Piera Mattei (scrittrice ed editrice)
Copertina « Claudia » di Claudia Patuzzi e Giovanni Merloni, Gattomerlino, Roma, 2025
Filippo La Porta parla della poesia di Claudia Patuzzi
*
Quando sarò vecchia
I
Quando sarò vecchia
avrò due ali di farfalla
trafitte da uno spillo
una mentina di riserva
e un vestito paraurti
del dottor Gibaud.
Da brava ammutinata
bucherò lo skyline
sfonderò il cupolone
dell’urbe indifferente.
Al rallentatore, aggirerò
la rabbia e le curve
saltellando
al centro della strada
come un passero
tra miliardi di accidenti
felice dei miei vistosi
occhiali blu.
II
Quando sarò vecchia
avrò una cipria invisibile
molte rughe a sfoglia
una treccia color paglia
e un lifting da ragazza.
Felice del mio vento
cinguetterò trasognata
tra file di befane
contraffatte
in una pomposa nuvola blu.
III
Quando sarò vecchia
avrò una sola cataratta
un cane dalla coda alzata
compagno fedele di giornata.
Tra protesi lavabili
correrò via riciclata
abbaiando alla vita sulla mia
motocicletta blu.
IV
Quando sarò vecchia
non avrò petto né pube
mi sveglierò un mattino
tirata a lucido col sidol
una lavagna lavata
da un pennello intinto
nel nirvana.
A braccetto con Siddharta
guiderò a zig-zag
come una cieca
il mio vagone
d’inchiostro blu.
V
Quando sarò vecchia
non sarò più una piuma
leggera e svolazzante
sotto la quercia antica:
ritornerò pietra.
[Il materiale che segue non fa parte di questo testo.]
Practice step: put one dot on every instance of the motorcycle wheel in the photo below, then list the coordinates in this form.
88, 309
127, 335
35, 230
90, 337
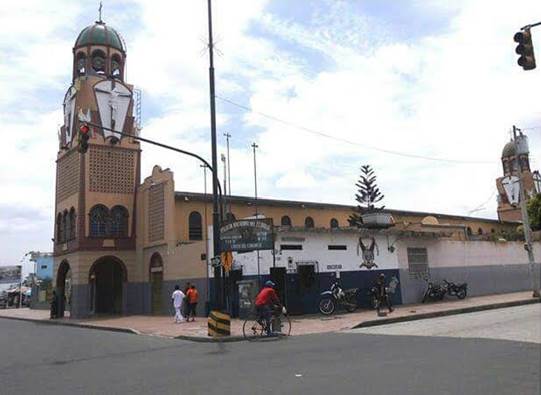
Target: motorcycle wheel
350, 306
326, 306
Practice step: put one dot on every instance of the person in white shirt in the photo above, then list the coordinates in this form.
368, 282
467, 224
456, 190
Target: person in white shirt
177, 298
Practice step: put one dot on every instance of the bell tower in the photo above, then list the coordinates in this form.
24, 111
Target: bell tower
515, 162
95, 225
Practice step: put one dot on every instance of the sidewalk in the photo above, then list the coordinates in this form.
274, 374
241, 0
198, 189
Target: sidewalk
301, 325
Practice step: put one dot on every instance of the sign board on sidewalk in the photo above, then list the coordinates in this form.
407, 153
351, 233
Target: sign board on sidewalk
10, 274
247, 235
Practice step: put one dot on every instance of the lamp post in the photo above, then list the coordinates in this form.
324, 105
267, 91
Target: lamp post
254, 147
218, 272
205, 167
227, 137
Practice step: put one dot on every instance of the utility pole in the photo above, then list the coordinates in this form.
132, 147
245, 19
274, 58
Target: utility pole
205, 167
218, 272
228, 136
224, 202
525, 219
254, 146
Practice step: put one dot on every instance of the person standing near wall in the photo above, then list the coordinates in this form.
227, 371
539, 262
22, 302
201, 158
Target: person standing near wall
186, 306
192, 297
177, 297
383, 294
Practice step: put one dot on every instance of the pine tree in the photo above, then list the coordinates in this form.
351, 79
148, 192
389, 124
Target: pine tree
368, 194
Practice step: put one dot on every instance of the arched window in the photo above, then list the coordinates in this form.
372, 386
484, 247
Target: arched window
72, 226
119, 221
195, 227
66, 225
99, 221
285, 221
116, 66
59, 229
98, 61
81, 63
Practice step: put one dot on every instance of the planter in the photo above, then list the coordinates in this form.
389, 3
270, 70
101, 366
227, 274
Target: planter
377, 220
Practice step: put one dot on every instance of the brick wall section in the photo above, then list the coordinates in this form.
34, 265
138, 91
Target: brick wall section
156, 215
111, 170
67, 175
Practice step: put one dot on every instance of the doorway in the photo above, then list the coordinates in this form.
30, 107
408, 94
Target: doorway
63, 288
107, 278
156, 283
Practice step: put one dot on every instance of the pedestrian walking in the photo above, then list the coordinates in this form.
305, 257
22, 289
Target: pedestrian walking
192, 297
177, 298
186, 305
383, 294
54, 306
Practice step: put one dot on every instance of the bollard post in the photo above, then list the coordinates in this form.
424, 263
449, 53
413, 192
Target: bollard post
219, 324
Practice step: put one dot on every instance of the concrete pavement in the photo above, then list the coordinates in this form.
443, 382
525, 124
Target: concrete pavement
301, 325
522, 323
64, 360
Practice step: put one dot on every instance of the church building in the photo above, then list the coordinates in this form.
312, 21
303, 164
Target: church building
121, 242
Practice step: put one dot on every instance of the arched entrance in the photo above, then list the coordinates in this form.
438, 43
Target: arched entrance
63, 288
156, 281
107, 279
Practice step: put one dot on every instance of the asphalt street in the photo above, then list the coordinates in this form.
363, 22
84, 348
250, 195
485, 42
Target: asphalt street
38, 358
Sarà il vento
a scolpire il mio volto
di anziana cheyenne
nel granito di Finisterre
o nel marmo di Carrara.
VI
Quando sarò vecchia
le ossa smetteranno di suonare
il carillon.
Inseguita da nere guardie
accetterò la sfida
incendierò i vestiti
getterò chiavi e porcellane
schiaccerò la croce
veloce come Trilli
lancerò il mio giocattolo a molla
su un’autostrada blu.
VII
Quando sarò vecchia
parlerò ai morti
a colazione
pregherò i vivi.
Prima di dormire
innaffierò le piante
all’alba
tra l’urlo dei gabbiani.
Prima di morire
leggerò Dante e Topolino
libererò la mosca dal bicchiere
poi, in silenzio
metterò il crocifisso
tra le scope.
VIII
Quando avrò cento anni
volerò su una vecchia
Maserati amaranto
leggera come
una strega arruffata
libera di ghignare
al vento
il vaniloquio blu
di un secolo già morto.
IX
Quando sarò vecchia
aggirerò scale e pozzanghere.
Col tacco basso eviterò i rifiuti
col bastone scalzerò le tracce
dei bugiardi e sniderò
l’olezzo benestante
dei morti benpensanti.
Tra cristiane grasse e cicisbei
trionfanti scivolerò in silenzio
in sintetici indumenti da Star Wars
aspettando
sul ciglio della strada
il lampeggiante occhio
del Blu.
X
Quando sarò vecchia
odierò i bambini sputasentenze
i clienti inodori di Blockbuster
i commercianti senza scontrino
i controllori dei supermercati
i vicini spioni che non salutano
i bulli depilati che ridono negli autobus
i politici imbroglioni che masticano l’ostia
i preti impiccioni che ti guardano il sedere
i medici che rifiutano la morte
e tutti quelli che si
fingono buoni
poi mi dissolverò nel blu
e dichiarerò guerra.
XI
Quando morirò
voglio qualcuno accanto a me
a vedere la commedia.
Voglio dare spettacolo senza vergogna
e raccontare la barzelletta più idiota
e il ricordo più dolce.
Voglio gridare l’urlo più disperato
e l’amore più assoluto.
Voglio consegnare
l’incandescente lampada blu
a colei che mi è più cara e tenera
a colui che piangerà al mio fianco,
– quel giorno – senza voltarsi.
XII
Quando sarò morta
caduta da un ponte
sottile come l’aria
dormirò nel silenzio
di una laguna blu
che il Guardi non dipinse.
I pesci mi scivoleranno accanto
sinuosi e indifferenti
tra fluorescenti meduse.
XIII
Quando ero vecchia
credevo di essere eterna
pompavo sangue come una
fisarmonica imbevuta di Chianti
lanciata a pieno ritmo su una cordigliera
poi non ho visto l’incrocio blu
e sono morta.
XIV
Ora non ho tomba né fiori:
sola come Bruto maledico
il silenzio e l’ingiustizia
scansando l’odore dei morti
a gara col vento.
Claudia Patuzzi
(Roma, 21 maggio 2007)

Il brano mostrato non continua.